A couple standing in front of a house

Die Abschaffung des Eigenmietwerts rückt näher – oder doch nicht?

Der umstrittene Eigenmietwert soll endlich abgeschafft werden. Dies hat kürzlich die zuständige Kommission des Ständerates erneut bekräftigt. Doch in wesentlichen Details der Steuerreform ist kein Konsens in Sicht. Wer würde überhaupt von einem Systemwechsel profitieren?

Die Steuer auf Wohneigentum in der Schweiz blickt schon auf eine über 100-jährige Geschichte zurück.
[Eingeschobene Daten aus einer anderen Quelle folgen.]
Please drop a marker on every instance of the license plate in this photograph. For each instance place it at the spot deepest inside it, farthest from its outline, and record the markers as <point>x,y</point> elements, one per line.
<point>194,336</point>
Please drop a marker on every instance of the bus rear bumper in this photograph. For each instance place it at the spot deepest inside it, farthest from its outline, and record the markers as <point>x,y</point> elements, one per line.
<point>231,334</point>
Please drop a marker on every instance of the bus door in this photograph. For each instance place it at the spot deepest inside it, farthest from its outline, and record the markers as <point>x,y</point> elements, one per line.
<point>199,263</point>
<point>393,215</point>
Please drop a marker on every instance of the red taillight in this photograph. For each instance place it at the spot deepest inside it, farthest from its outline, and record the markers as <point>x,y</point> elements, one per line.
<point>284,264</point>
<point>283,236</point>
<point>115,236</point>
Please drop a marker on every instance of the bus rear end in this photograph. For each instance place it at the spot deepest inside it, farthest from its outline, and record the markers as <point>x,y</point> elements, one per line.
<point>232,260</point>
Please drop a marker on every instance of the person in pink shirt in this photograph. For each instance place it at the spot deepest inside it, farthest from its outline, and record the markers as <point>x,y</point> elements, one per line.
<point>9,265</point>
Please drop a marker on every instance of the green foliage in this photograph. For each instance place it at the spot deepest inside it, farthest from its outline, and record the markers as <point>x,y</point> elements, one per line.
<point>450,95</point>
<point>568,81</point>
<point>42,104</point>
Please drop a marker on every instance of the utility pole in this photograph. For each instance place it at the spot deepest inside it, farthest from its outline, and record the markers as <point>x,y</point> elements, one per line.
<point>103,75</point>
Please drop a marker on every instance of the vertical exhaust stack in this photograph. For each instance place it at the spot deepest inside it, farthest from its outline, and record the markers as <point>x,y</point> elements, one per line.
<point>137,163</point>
Erstmals führten die Behörden in Krisenjahren wie 1915 und während des Zweiten Weltkriegs eine solche Sonderabgabe ein. 

Aber die Steuer ist für Wohneigentümerinnen und -eigentümer schwer nachvollziehbar. Sie zahlen paradoxerweise eine Steuer dafür, dass sie ihre eigene Liegenschaft bewohnen. Nach einer Lehrmeinung im Schweizer Steuerrecht stellt die Nutzung von privatem Wohneigentum quasi ein «Naturaleinkommen» dar, das wie andere Einkünfte zu besteuern ist. Bloss: Dieses Einkommen ist ja fiktiv. Wohneigentümerinnen und -eigentümer haben nie einen Franken und Rappen davon gesehen. 
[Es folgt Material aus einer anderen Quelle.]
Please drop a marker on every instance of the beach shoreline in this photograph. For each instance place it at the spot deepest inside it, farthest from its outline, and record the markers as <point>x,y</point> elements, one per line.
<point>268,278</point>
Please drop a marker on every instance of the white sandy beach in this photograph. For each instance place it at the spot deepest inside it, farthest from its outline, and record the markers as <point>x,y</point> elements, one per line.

Sukzessive steigende Steuerlast

Eine Zeit lang führten Steuerrechtler das Argument der Gleichbehandlung an. Wenn nämlich Wohneigentümerinnen und -eigentümer Schuldzinsen steuerlich abziehen können, muss dies kompensiert werden – eben mit dem Eigenmietwert. Sonst wäre die Gleichbehandlung zwischen Miete und Wohneigentum nicht gegeben.

Das mag schlüssig sein. Bloss hat sich die Balance verschoben: Die Eigenmietwerte sind im Zug höherer Verkehrswerte immer gestiegen. Parallel dazu sind aber die abziehbaren Schuldzinsen extrem gesunken. Mit dem Effekt: Bei den meisten Eigentümerinnen und Eigentümern übersteigt die Steuerlast durch den Eigenmietwert deutlich die Höhe der Schuldzinsabzüge. 

Wie wird der Eigenmietwert berechnet?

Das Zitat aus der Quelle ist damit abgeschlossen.